Talks for these bills have been postponed, one surmises, because the Philippines is phallocentric. According to Emmeline Verzosa, executive director of the Philippine Commission on Women, women’s participation in politics and decision-making is still hindered by “reproductive roles and the conservative mindset including the belief that politics and leadership are not women’s spheres.”

Usually an “all-boys club,” the Congress, said Geraldine Roman, representative of the first district of Bataan, “was nice except for some sexist remarks.”

“Some might think that this is not offensive, like: ‘Geraldine, I have to move from another seat because your legs are distracting.’ Or ‘can I touch your skin? It looks so smooth,’” said Ms. Roman, the first transgender woman to be elected to Congress. She was one of the guest speakers at an event billed “Unstereotyping Genders” organized by Unilever Philippines on May 24.

Ms. Roman added that she would rather have her colleagues focus on what she has to say — her ideas — rather than her looks. She added, not in jest: “You can distinguish if they are malicious. But they get over it, they get over how beautiful I am.”

To further demonstrate the hypocrisy she has to deal with, Ms. Roman recounted how her recent shift from the Liberal Party to Partido Demokratiko Pilipino-Lakas ng Bayan was met with sexist comments. “When I did it, I was called a ‘political prostitute,’” she said. On the other hand, male colleagues who did the exact same thing were praised for their “political savvy.”


Name-calling is not new. When women are assertive, goal-oriented, and go-getters, they are called “bitches” and “bitchy.” Men, on the other hand, are applauded for their naked ambition and aggression.

“It is ingrained in women that we need to be liked so we have to downplay our ambitions, lest you be perceived as rapacious or be called too hungry. But really, those qualities in a man are admired,” added Lynette Ortiz, the first woman CEO of Standard Chartered Bank, who was one of the guest speakers at “Unstereotyping Genders.”

With over 25 years of solid experience in banking — also a male-dominated industry — Ms. Ortiz has been harassed throughout her career. There were many instances when she was the lone rose among the thorns in a board meeting. Men would ask her to make coffee or to get out of the room. She refused to be cowed. She did not make coffee for anyone and she planted herself in her chair. “I said to myself: ‘I was not leaving this damn room.’”

Leena Nair, the first female chief HR officer of Unilever, the Dutch-British consumer goods company, shared her experience: “My mother was concerned that I was too ambitious,” she said.

Ms. Nair grew up in India and was often told that she was not strong enough and that she smiled too much. Twenty-five years with Unilever taught her three important things: have a thick skin, have a sense of purpose, and always have compassion. “I believe there is a special place in hell for people who do not help other people,” she said, smiling. (Ms. Nair paraphrased former US Secretary of State Madeleine Albright who said: “There’s a special place in hell for women who don’t help each other.”)
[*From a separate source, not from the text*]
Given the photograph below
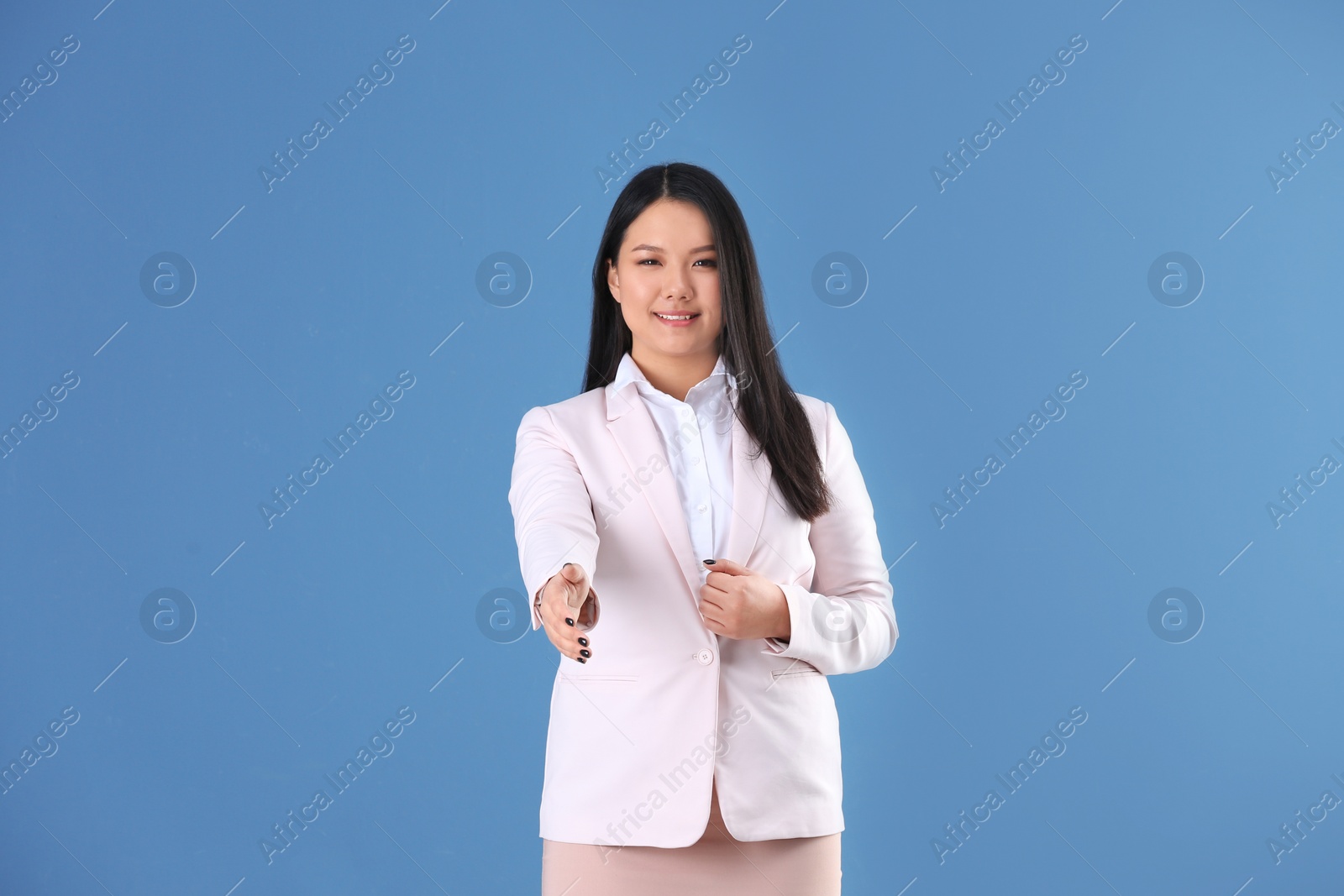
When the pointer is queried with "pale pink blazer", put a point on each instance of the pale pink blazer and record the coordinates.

According to the Unilever presentation that cited John Gerzema’s The Athena Doctrine: How Women (And the Men Who Think Like Them) Will Rule the Future, 58% of the 64,000 people surveyed in 13 countries believe that there would be more economic prosperity if more women were in power. Despite this positive outlook, the 2016 World Economic Forum Global Gender Gap Report said that women might not reach economic equality in another 170 years. The future can’t come soon enough.